Lai, 58 and a villager from Jiangxi province, is preparing lunch for the "soldiers," all of whom are Communist Party of China officials on a team-building exercise.
"I charge each person 33 yuan ($5) for their meal," Lai, 58, said. "The food is simple and similar to that eaten by Red Army soldiers during the civil war."
The Red Army's Long March spirit -- working hard, fearing no sacrifice, and firm belief in communism and the ultimate victory of the revolution -- lives on in China and has become a mainstay of the new "long march" toward realization of the Chinese Dream.

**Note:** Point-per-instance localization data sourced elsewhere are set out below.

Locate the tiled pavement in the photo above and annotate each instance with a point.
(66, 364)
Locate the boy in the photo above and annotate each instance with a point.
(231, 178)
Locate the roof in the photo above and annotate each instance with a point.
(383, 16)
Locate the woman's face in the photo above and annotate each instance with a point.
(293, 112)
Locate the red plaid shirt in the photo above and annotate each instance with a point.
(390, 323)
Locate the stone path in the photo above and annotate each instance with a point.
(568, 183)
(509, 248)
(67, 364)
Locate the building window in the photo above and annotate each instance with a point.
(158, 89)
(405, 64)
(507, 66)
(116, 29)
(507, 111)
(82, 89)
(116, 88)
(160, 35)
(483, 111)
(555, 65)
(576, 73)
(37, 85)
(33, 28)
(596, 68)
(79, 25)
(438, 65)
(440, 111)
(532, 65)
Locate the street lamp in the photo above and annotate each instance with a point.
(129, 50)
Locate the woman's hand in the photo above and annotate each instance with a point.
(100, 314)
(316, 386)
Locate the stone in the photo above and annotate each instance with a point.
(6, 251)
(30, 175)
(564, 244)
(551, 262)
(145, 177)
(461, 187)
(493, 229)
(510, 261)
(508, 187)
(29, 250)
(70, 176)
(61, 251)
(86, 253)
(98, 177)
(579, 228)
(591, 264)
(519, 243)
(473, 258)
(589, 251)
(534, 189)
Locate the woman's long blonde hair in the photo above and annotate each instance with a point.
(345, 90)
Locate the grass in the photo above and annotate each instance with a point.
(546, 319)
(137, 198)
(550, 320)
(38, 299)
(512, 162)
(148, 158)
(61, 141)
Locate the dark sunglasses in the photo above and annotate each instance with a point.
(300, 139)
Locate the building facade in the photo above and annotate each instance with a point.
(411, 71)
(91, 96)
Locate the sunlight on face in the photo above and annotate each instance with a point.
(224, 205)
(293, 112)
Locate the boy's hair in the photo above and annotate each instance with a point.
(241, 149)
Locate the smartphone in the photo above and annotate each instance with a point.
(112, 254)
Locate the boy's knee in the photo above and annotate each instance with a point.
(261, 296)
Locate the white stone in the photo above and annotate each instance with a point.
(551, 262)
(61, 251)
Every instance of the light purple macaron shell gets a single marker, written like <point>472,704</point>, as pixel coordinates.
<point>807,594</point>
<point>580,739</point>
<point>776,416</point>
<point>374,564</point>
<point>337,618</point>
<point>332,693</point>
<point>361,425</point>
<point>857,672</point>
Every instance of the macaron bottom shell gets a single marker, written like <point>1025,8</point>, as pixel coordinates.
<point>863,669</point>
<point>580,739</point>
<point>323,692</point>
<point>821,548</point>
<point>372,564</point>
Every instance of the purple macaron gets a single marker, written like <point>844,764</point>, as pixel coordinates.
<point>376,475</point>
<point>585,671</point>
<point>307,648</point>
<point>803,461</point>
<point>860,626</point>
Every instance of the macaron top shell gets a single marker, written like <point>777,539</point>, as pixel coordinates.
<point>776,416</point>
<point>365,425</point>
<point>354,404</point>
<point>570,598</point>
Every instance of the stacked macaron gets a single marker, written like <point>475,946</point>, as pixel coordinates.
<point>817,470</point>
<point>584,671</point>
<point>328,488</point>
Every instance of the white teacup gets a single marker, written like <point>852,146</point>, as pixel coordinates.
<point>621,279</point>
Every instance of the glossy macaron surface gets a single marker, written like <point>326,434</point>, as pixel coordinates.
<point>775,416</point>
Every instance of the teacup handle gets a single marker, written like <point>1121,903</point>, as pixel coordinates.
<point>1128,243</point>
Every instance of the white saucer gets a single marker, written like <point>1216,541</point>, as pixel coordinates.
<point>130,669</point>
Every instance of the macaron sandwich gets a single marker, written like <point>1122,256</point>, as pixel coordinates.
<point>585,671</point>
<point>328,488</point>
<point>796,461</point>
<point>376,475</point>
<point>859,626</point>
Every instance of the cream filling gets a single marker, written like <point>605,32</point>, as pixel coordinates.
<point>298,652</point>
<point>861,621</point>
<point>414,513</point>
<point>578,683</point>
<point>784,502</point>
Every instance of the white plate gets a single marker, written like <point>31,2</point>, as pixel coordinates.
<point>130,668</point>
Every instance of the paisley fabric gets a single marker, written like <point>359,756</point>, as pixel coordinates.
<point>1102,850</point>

A variety of public and private training agencies have sprung up in the heartland of the Communist Party of China's early revolutionary activities. They marshall officials, students and company staff from all parts of the country to take part in evocative activities in places like Jinggangshan, birthplace of the Red Army, and Ruijin, where the Long March began.
In Jinggangshan there are now more than 100 such agencies, bringing golden opportunities for people like Lai Puxiu who live hidden away in the remote Jinggang Mountains where tourists are hardly ever seen.

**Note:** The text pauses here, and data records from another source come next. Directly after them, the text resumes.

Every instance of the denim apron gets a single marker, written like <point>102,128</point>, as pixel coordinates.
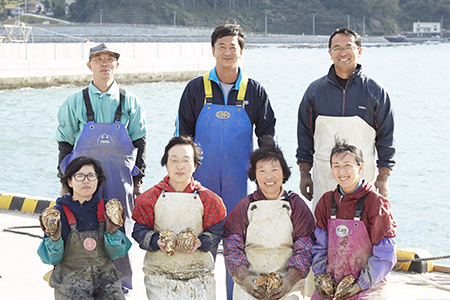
<point>349,249</point>
<point>225,134</point>
<point>85,271</point>
<point>110,144</point>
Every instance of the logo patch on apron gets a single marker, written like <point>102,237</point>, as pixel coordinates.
<point>222,114</point>
<point>341,231</point>
<point>89,244</point>
<point>105,139</point>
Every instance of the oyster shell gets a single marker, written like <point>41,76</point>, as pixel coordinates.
<point>186,238</point>
<point>325,284</point>
<point>169,239</point>
<point>114,211</point>
<point>261,281</point>
<point>273,281</point>
<point>342,287</point>
<point>50,218</point>
<point>269,281</point>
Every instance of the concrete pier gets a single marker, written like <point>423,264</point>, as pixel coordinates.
<point>48,64</point>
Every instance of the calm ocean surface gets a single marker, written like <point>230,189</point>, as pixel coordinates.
<point>416,78</point>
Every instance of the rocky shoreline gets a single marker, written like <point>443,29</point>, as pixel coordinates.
<point>159,34</point>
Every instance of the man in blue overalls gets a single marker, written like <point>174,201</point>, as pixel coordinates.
<point>219,110</point>
<point>106,123</point>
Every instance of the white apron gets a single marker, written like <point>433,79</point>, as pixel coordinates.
<point>269,244</point>
<point>182,275</point>
<point>353,129</point>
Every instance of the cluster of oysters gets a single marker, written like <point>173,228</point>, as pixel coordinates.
<point>50,218</point>
<point>185,239</point>
<point>114,211</point>
<point>332,289</point>
<point>268,282</point>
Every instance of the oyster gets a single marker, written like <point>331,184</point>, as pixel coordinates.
<point>261,281</point>
<point>186,238</point>
<point>169,239</point>
<point>114,211</point>
<point>343,286</point>
<point>50,218</point>
<point>269,281</point>
<point>273,281</point>
<point>324,284</point>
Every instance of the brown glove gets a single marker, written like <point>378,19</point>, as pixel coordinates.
<point>110,226</point>
<point>324,284</point>
<point>247,280</point>
<point>382,183</point>
<point>56,235</point>
<point>291,277</point>
<point>306,184</point>
<point>347,288</point>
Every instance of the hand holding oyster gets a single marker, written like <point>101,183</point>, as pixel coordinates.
<point>169,239</point>
<point>186,238</point>
<point>50,222</point>
<point>347,288</point>
<point>268,282</point>
<point>115,212</point>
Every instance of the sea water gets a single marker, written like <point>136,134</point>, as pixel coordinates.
<point>416,78</point>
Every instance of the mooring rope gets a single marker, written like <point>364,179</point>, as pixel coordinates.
<point>423,259</point>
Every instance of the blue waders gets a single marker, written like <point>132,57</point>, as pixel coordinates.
<point>225,134</point>
<point>110,144</point>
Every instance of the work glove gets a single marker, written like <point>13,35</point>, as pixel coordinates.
<point>291,277</point>
<point>55,236</point>
<point>382,183</point>
<point>110,226</point>
<point>347,288</point>
<point>247,280</point>
<point>306,184</point>
<point>324,284</point>
<point>137,188</point>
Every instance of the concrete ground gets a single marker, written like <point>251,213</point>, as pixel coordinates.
<point>21,270</point>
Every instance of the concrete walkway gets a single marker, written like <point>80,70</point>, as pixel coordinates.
<point>21,270</point>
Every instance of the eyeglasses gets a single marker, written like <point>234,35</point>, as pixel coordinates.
<point>176,161</point>
<point>81,177</point>
<point>99,60</point>
<point>346,49</point>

"In the past, we grew crops in a few fields and life was hard," Lai said. "But the agencies have brought so many visitors to our village that we started a catering business."
Jinggangshan's remote locale was a wartime advantage which later became a developmental stumbling block. In early 2014, the city had more than 17,000 people living under the poverty line, but as the training business booms, people are getting just a little bit richer.
Bashang Village where Lai lives received 3,000 visitors in 2012. This year it was more than 40,000. More than 13 million people visited Jinggangshan last year.
"WE ARE RED ARMY SOLDIERS"
Lai Puxiu get up early to buy ingredients from the nearest town, but also grows vegetables in her backyard.
"My husband and I usually prepare bamboo shoots, pumpkin, eggplant, fish and braised pork in soy sauce, Mao Zedong's favorite dish," Lai said.
While Lai prepares lunch, she has her visitors pound cooked glutinous rice into paste, a traditional way to make a local snack called "ciba." She charges each visitor 100 yuan for the privilege of making ciba and provides all the ingredients as well as the equipment for making it.
"Sometimes the visitors want to make lunch themselves, so we just let them," she said.
To add some razzmatazz to the visitor experience, Lai has decorated her house "Red style." Inside stands an old stove and a few rickety wooden tables. Outside, flutter a pair of duilian, hanging scrolls of inspirational couplets. In peak season, she can receive 40 visitors a day. This year, she has catered for about 900 visitors. Other families in Bashang have seen their income increase by an average of 18,000 yuan this year.
"We feel like real soldiers going through what the Red Army went through as they fought for our freedom," said a visitor on a management training event in the village. "These are things you can't get to experience in big cities."
Bashang is home to more than 630 registered residents, but about 400 of them are off seeking their fortunes in the big cities. The village's reinvention of itself as a training center has brought more than 100 of them back.
Understand the hardworking, selflessness spirit of the Red Army brings not only a better attitude to life, but is dragging people out of poverty.
By the end of 2015, China had 55.75 million people living in poverty, equivalent to the entire population of a medium-sized country and this month the State Council released a poverty action plan for the next five years, with a focus on old revolutionary bases.
Many villagers in Jinggangshan intend to take their businesses to the next level.
"I'm planning to accommodate people in my house, but it will take some time because I need to decorate the place first," said local villager Li Zhonglin. "I'm sure business in the village will just get better and better."